Estes pontos se tornam pálidos quando pressão é aplicada e, mais tarde, se tornam elevados na pele. O exantema vermelho e manchado (petequial) característico da febre maculosa geralmente não é visto até o sexto dia, ou mesmo mais tarde, após o início dos sintomas. Este tipo de exantema ocorre somente em 35% a 60% dos pacientes com febre maculosa. O exantema envolve as palmas das mãos ou as solas dos pés em 50% a 80% dos pacientes; entretanto, esta distribuição pode não ocorrer até mais tarde no curso da doença. Até 10% a 15% dos pacientes podem nunca desenvolver um exantema.

Os achados laboratoriais anormais vistos nos pacientes com febre maculosa podem incluir trombocitopenia, hiponatremia ou elevação das enzimas hepáticas.

A febre maculosa pode ser uma doença muito grave e os pacientes frequentemente necessitam de hospitalização. Como a R. rickettsii infecta as células que revestem os vasos sanguíneos em todo o corpo, as manifestações severas desta doença podem envolver o sistema respiratório, o sistema nervoso central, o sistema gastrointestinal ou o sistema renal. São exemplos de complicações associadas à febre maculosa: miocardite, insuficiência respiratória grave, insuficiência renal aguda e sepsis. Os fatores do hospedeiro associados com febre maculosa grave ou fatal incluem idade avançada, o sexo masculino, raça negra, o abuso crônico de álcool e a deficiência de glicose-6-fosfato desidrogenase (G6PD). A deficiência de G6PD é uma condição genética ligada ao sexo que afeta aproximadamente 12% da população masculina negra dos Estados Unidos; a deficiência desta enzima é associada com uma proporção elevada de casos graves de febre maculosa. Este é um curso clínico raro, frequentemente fatal dentro de 5 dias do início da doença.

Os problemas de saúde de longo prazo que seguem a infecção aguda pela febre maculosa incluem a paralisia parcial das pernas; gangrena que requer a amputação dos dedos das mãos ou dos pés, braços ou pernas; perda da audição; perda do controle esfincteriano intestinal ou da bexiga; desordens motoras e desordens da fala. Estas complicações são mais frequentes nas pessoas que se recuperam da doença grave, potencialmente fatal, frequentemente após longos períodos de hospitalização.

 

Cuidados com a Febre Maculosa:

Evite o contato com carrapatos. Se, por acaso, você estiver numa área em que eles possam existir, tome as seguintes precauções:

  1. a) examine seu corpo cuidadosamente a cada três horas pelo menos, porque o carrapato-estrela transmite a bactéria responsável pela febre maculosa só depois de pelo menos quatro horas grudado na pele;
  2. b) use roupas claras porque facilitam enxergar melhor os carrapatos;
  3. c) coloque a barra das calças dentro das meias e calce botas de cano mais alto nas áreas que possam estar infestadas por carrapatos.

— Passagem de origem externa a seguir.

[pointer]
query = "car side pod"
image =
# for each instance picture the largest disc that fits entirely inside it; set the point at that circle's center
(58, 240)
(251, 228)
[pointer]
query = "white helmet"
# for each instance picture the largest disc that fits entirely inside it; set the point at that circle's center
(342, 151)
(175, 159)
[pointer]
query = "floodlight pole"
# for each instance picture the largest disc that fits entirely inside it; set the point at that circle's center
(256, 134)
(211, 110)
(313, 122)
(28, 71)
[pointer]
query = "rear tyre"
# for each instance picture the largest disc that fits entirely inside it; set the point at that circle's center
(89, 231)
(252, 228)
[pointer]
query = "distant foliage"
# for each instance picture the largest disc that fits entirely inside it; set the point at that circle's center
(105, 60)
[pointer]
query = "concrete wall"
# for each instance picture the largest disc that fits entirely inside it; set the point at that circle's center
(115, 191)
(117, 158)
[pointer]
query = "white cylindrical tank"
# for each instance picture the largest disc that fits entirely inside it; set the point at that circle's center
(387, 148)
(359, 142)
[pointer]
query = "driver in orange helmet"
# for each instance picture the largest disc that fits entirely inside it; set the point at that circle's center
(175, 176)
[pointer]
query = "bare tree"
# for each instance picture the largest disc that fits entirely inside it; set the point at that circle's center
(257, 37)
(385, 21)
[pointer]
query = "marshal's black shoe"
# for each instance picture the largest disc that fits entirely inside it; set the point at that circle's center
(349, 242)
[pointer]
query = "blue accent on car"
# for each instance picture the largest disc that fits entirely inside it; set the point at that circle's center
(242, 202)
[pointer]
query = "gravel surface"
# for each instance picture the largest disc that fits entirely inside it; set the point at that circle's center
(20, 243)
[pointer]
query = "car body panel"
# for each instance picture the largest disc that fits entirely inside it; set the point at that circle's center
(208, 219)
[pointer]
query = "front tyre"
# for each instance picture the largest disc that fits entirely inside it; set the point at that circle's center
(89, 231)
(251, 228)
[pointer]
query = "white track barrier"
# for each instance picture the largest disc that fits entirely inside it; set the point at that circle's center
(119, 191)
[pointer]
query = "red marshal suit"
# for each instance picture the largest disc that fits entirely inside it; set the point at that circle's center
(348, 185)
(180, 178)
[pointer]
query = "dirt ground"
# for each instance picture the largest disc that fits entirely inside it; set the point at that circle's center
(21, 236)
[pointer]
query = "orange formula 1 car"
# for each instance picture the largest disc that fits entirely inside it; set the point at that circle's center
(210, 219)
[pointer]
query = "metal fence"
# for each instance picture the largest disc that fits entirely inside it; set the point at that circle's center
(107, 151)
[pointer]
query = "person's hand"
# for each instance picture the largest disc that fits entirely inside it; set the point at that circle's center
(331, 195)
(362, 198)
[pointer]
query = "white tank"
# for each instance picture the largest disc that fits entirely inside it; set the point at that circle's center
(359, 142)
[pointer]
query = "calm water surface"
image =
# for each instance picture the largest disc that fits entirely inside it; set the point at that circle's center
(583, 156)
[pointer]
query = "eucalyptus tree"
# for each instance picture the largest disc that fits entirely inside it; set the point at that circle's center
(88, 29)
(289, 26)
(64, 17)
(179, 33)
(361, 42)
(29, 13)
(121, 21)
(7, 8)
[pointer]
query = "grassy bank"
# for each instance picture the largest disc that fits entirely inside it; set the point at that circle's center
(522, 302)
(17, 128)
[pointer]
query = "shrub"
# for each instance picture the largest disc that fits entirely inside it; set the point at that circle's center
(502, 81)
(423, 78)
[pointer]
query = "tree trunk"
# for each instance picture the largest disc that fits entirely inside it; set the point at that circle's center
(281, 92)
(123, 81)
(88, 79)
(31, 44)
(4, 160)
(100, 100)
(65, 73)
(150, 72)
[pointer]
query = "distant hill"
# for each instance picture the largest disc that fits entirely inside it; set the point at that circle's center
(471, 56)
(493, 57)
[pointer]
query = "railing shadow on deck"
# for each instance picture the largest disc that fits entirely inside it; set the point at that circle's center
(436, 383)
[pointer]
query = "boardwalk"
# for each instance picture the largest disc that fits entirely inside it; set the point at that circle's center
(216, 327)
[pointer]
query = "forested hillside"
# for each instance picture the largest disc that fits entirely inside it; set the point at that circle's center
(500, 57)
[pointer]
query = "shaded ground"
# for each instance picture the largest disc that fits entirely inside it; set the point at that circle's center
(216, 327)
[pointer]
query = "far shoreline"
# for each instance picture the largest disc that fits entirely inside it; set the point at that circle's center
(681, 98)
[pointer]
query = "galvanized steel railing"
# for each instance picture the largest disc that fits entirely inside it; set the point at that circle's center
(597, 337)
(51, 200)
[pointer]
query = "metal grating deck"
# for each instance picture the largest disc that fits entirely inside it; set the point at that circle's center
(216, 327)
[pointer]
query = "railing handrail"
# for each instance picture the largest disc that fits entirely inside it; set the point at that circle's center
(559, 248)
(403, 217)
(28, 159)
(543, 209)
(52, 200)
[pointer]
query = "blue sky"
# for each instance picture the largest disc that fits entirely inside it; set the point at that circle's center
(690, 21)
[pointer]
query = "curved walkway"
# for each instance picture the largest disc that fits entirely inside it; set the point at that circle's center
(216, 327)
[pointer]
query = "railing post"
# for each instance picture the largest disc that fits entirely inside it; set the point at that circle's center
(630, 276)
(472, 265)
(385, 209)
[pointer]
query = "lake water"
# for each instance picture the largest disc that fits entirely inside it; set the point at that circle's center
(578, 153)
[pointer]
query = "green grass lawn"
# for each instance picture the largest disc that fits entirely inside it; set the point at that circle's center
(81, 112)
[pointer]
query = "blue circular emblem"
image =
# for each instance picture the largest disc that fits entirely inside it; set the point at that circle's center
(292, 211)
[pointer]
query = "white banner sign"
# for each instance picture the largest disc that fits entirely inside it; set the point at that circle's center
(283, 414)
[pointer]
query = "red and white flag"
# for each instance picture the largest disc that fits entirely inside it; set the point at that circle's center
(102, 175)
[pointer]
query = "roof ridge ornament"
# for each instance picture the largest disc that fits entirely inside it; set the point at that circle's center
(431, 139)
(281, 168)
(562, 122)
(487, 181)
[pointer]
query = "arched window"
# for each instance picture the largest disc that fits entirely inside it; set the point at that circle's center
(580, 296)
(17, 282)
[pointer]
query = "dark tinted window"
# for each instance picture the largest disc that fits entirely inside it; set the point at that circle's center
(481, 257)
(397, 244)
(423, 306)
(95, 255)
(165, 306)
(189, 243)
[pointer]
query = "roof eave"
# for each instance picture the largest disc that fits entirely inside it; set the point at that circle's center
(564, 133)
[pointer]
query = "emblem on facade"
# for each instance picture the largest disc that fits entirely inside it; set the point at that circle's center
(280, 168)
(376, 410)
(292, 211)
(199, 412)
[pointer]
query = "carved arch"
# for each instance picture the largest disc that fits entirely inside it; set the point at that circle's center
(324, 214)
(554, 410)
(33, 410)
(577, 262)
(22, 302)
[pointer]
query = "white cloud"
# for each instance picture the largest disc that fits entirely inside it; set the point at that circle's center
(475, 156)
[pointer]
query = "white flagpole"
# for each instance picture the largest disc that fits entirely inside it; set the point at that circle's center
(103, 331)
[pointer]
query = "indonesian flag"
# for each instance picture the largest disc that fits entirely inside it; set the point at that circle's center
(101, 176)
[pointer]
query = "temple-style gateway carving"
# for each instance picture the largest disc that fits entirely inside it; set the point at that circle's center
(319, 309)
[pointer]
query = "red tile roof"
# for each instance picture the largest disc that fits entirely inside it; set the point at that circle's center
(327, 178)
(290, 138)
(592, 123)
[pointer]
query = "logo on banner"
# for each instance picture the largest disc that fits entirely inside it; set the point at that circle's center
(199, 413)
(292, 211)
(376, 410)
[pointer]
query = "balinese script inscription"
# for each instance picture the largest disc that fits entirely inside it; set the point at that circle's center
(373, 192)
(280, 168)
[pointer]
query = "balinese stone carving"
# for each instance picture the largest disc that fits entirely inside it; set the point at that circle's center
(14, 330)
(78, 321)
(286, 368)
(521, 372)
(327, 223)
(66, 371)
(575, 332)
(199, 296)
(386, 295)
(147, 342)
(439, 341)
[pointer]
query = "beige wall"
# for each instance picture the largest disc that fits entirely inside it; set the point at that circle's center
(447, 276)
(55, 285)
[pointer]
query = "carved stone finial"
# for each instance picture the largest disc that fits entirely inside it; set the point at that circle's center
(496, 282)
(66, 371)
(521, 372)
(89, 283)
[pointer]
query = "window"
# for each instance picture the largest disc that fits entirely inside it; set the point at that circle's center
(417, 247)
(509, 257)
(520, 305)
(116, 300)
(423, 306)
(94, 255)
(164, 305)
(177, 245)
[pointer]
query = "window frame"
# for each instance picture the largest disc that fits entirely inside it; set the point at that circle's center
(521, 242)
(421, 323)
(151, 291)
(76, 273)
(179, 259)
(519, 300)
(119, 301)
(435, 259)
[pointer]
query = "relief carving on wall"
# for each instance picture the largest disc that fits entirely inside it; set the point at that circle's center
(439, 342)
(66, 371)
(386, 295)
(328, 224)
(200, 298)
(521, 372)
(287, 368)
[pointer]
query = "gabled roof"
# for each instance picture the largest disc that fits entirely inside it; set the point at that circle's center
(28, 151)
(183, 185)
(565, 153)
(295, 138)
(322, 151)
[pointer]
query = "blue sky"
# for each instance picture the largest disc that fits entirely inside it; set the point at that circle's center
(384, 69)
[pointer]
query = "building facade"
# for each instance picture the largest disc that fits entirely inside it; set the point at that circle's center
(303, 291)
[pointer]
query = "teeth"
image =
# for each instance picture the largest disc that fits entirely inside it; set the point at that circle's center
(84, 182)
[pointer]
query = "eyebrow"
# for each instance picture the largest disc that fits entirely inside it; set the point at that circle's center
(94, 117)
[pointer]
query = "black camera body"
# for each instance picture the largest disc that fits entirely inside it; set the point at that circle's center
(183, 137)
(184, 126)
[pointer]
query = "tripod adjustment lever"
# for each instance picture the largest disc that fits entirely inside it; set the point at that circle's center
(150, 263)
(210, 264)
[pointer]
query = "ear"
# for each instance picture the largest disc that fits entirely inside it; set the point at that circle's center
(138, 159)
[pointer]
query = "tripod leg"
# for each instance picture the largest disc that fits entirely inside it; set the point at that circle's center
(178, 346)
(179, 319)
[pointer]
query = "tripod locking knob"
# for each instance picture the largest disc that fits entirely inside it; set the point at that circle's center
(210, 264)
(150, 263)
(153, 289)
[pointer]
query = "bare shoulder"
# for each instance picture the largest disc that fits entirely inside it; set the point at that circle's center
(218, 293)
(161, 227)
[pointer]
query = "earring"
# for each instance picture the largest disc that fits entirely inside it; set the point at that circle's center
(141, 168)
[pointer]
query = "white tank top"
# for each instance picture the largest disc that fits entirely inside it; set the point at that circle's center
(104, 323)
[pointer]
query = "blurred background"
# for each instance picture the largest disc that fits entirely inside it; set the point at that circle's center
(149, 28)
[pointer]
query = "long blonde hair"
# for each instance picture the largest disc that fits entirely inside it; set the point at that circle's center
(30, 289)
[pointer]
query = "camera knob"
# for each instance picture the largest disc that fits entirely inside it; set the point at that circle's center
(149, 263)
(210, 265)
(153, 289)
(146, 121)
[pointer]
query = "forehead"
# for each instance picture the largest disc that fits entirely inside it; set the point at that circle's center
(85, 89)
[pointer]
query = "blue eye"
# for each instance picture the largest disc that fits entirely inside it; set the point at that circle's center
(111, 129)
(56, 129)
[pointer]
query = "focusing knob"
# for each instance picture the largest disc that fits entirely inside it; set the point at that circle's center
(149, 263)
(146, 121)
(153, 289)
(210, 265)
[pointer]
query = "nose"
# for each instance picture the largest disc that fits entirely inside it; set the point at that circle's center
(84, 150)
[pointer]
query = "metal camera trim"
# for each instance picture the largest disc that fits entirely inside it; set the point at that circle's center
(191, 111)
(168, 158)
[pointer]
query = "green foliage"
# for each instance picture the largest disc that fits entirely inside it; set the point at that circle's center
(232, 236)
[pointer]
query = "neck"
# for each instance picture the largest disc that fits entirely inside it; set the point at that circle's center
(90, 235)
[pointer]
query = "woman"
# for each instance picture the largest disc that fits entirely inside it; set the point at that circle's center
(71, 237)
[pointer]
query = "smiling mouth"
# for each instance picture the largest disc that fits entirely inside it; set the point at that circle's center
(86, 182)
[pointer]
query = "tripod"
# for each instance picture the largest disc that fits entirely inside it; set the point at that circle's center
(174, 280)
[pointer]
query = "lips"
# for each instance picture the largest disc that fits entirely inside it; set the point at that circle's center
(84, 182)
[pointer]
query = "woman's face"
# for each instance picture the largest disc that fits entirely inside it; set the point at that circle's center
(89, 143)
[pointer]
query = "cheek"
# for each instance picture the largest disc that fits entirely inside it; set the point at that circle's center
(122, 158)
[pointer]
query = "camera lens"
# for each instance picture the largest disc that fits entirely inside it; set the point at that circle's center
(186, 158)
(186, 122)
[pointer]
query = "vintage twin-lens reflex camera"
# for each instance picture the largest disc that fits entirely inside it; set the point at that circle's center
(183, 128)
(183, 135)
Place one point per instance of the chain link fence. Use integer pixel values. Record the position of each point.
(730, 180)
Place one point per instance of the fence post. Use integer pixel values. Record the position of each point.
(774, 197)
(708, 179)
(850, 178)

Observação: Tenha cuidado ao retirar o carrapato que estiver grudado em sua pele e não se esqueça de que os sintomas iniciais da febre maculosa são semelhantes aos de outras infecções e requerem assistência médica imediata. Esteja atento ao aparecimento dos sintomas comuns a vários tipos de infecção e procure um médico para diagnóstico diferencial.

 

Tratamento

A febre maculosa brasileira tem cura desde que o tratamento com antibióticos (tetraciclina e cloranfenicol) seja introduzido nos primeiros dois ou três dias. O ideal é manter a medicação por dez a quatorze dias, mas logo nas primeiras doses o quadro começa a regredir e evolui para a cura total.

Atraso no diagnóstico e, consequentemente, no início do tratamento pode provocar complicações graves, como o comprometimento do sistema nervoso central, dos rins e pulmões, das lesões vasculares e levar ao óbito.

Fonte das informações sobre a doença: Wikipédia e portais de saúde.